In vitro studies have established the ability of palbociclib to weakly inhibit the activity of the following drug carrier proteins: P-glycoprotein (P-gp), breast cancer resistance protein (BCRP), organic cation carrier OCT2, organic anion carriers - OAT1 and OAT3, polypeptide-transporter of organic anions OATP1B1 and OATP1B3, bile salts transporter protein (BSEP) at their concentration level used in clinical practice. The results of in vitro studies indicate the unlikely effect of transport mediated by P-gp and BCRP on the absorption period of palbociclib after oral administration at therapeutic doses.
Analogs
Ibransa's analogues are: Herceptin, Trastuzumab, Xeloda, Anastrozole, Arimidex, Doxorubicin, Epirubicin, Fulvestrant, Fluorouracil, etc.
Terms and conditions of storage
Keep out of the reach of children.
Store at temperatures up to 30 ° C.
Shelf life is 2 years.
Terms of dispensing from pharmacies
Dispensed by prescription.
Reviews about Ibrance
Considering that the drug was relatively recently (October 2016) appeared on the market, and its cost is quite high, patients have not yet left feedback about Ibranza.
It should be noted that the drug received the status of "breakthrough therapy". It has been honored with the prestigious Galen Prize, which is considered the equivalent of the Nobel Prize in Pharmacological Research and Development.
Price for Ibransa in pharmacies
The price of Ibransa for a package containing 21 capsules in a dose of 100 mg can range from 282,849 rubles.

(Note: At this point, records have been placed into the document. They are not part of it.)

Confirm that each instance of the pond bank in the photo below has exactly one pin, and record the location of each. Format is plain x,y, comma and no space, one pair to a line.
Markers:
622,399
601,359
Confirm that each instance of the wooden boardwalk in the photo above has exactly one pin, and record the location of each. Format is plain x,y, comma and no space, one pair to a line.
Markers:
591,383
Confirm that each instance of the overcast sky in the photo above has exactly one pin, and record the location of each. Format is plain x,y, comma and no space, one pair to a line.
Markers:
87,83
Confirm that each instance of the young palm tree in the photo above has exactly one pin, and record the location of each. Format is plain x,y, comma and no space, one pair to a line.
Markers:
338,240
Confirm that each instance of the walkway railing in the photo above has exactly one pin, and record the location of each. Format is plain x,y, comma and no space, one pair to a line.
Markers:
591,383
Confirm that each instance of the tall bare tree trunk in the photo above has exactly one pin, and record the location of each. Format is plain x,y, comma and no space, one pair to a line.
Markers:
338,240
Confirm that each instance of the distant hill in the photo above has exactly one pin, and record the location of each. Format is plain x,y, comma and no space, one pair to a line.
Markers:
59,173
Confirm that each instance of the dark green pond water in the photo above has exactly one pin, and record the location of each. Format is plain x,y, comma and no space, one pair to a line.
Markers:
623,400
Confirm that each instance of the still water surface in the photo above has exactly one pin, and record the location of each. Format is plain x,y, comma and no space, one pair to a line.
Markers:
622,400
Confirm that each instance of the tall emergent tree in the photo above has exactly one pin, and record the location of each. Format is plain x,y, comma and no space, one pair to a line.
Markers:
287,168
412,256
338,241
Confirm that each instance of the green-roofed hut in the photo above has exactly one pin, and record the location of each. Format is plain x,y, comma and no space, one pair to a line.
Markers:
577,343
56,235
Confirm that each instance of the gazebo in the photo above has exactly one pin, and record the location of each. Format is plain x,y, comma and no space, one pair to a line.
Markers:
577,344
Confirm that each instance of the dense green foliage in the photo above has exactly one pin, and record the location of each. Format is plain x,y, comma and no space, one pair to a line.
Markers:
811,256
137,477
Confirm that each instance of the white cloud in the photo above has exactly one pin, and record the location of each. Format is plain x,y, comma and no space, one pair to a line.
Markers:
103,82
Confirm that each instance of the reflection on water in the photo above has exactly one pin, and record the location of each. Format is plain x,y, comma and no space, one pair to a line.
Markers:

Ibranza: prices in online pharmacies
Drug name Price Pharmacy |
Ibransa 125 mg capsule 21 pcs. RUB 84500 Buy |
Anna Kozlova Medical journalist About the author
Education: Rostov State Medical University, specialty "General Medicine".
Information about the drug is generalized, provided for informational purposes only and does not replace the official instructions. Self-medication is hazardous to health!